We ambulated together down a hallway with a floor of purple foam and into a large space I understood to be an office.
"What's this?" demanded the manager.
"An angel," said the shape to my immediate left.
"Because it looks like a human," said the manager, "and if it's a human, let me tell you, heads are going to roll."
"It only looks like a human," said the shape to my right. "It's a being of immense celestial power, clouds and light, hefting a shiny sword, und so weiter."
"Because there are certain economies of scale here," said the manager, "and while we could certainly afford to ship all the humans to Epsilon Epsilon simultaneously, shipping one by his lonesome would blow a hole in our bottom line big enough to cram a Rancor through."
"Wait," I said, unable to stop myself. "You're telling me Rancors are real? Of all the things in Earth's science fiction? It's the Rancor?"
"Also Porgs," whispered the shape behind me.
I could see that the secret was soon to be out.
"Okay, I'll admit it," I said. "I'm a human."
The shapes gasped and flounced their tentacles together.
"But I don't have to be a pain in your collective backside," I said. "I'd be happy to work on your ship, in an undocumented capacity if necessary, until such time as it becomes convenient for me to hitch a ride to Epsilon Epsilon."
The shapes conferred.
"I'm a quick learner, and I always give 110%," I said. "I also have experience with Microsoft Office."
"Including Excel?" asked the manager suspiciously. "The advanced functions and formulas?"
"I'm an Index/Match master," I assured him.
It was settled. I would report to the medical bay for a full physical, to ensure I wasn't bringing aboard any horrible Earth pathogens, and begin work the following morning.
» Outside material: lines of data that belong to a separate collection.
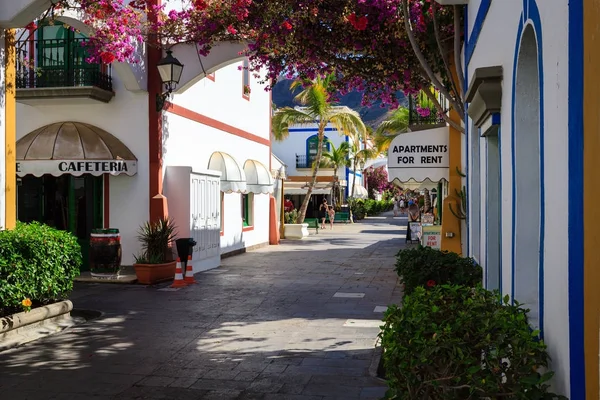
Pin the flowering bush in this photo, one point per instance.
(364, 42)
(457, 343)
(361, 208)
(37, 266)
(424, 266)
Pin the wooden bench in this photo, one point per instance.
(340, 217)
(312, 223)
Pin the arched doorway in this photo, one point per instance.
(527, 177)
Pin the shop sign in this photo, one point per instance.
(76, 167)
(420, 155)
(432, 236)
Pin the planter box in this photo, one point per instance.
(23, 327)
(149, 274)
(295, 231)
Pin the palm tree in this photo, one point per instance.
(358, 158)
(390, 128)
(337, 158)
(320, 109)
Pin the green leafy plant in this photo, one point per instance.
(424, 266)
(156, 237)
(363, 207)
(459, 343)
(290, 217)
(37, 266)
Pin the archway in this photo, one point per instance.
(527, 177)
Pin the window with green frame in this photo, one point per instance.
(248, 209)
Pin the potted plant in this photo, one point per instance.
(291, 229)
(155, 263)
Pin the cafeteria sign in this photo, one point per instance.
(76, 167)
(419, 155)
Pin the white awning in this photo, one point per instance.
(233, 178)
(376, 162)
(414, 185)
(258, 177)
(360, 192)
(301, 188)
(73, 148)
(419, 156)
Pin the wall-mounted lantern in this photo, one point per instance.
(170, 70)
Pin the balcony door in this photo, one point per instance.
(62, 54)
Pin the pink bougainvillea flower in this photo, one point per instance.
(361, 24)
(107, 58)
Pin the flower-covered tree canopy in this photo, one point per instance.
(379, 46)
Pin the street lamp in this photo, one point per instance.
(169, 69)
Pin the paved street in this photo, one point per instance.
(295, 321)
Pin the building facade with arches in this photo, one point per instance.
(95, 150)
(531, 185)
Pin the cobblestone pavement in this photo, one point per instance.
(295, 321)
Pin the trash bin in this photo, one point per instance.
(185, 247)
(105, 253)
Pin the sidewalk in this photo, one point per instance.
(296, 321)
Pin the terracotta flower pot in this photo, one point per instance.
(149, 274)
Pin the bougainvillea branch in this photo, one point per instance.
(425, 65)
(370, 45)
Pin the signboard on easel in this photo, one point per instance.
(432, 236)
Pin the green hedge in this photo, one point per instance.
(37, 262)
(424, 266)
(457, 343)
(364, 207)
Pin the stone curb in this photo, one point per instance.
(23, 327)
(375, 360)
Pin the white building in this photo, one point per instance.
(13, 14)
(532, 187)
(94, 150)
(298, 151)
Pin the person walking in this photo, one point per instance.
(331, 216)
(323, 213)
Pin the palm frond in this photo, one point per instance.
(286, 117)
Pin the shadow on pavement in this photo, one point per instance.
(292, 321)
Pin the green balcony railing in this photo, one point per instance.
(52, 63)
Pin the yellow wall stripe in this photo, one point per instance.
(11, 130)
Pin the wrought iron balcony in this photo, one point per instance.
(419, 114)
(57, 68)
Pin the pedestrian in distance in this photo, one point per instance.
(323, 213)
(331, 216)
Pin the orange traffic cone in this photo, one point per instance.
(189, 272)
(178, 282)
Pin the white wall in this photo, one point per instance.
(492, 50)
(191, 143)
(126, 117)
(2, 136)
(295, 143)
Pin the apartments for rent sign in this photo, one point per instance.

A medical drone flitted over every inch of my dirty, pebbled skin.
"EXTREME MYOPIA DETECTED," it beeped. "PERMISSION TO CONDUCT LASER CORRECTION?"
"Granted," said my accompanying shape before I could object.
There was a hot light and a flash-flash, and I discovered I could see. As expected, the tall black alien was hideous. It had tiny round eyes in clusters at the top of its head, and no mouth. Its tentacles writhed and pulsated. It had four dainty arms with three fingers each, and a pair of thick legs with floppy elephant ears at the bottom. The alien worried its limbs together apprehensively.
"Oh dear," it said. "You weren't able to see us until now, were you?"
"You look great," I said. "In fact I'd give you a hug to prove it."
I was bluffing: the thought of hugging this creature made my skin boil. Luckily it seemed to find me as repulsive as I found it.
"It's the orifices of your face," the alien admitted. "They're so wet and smacky. And your eyes, with that white part--"
It shuddered. I reminded it that we're all more than our outer appearances would suggest.
"Yes, yes," it said, and showed me to my room.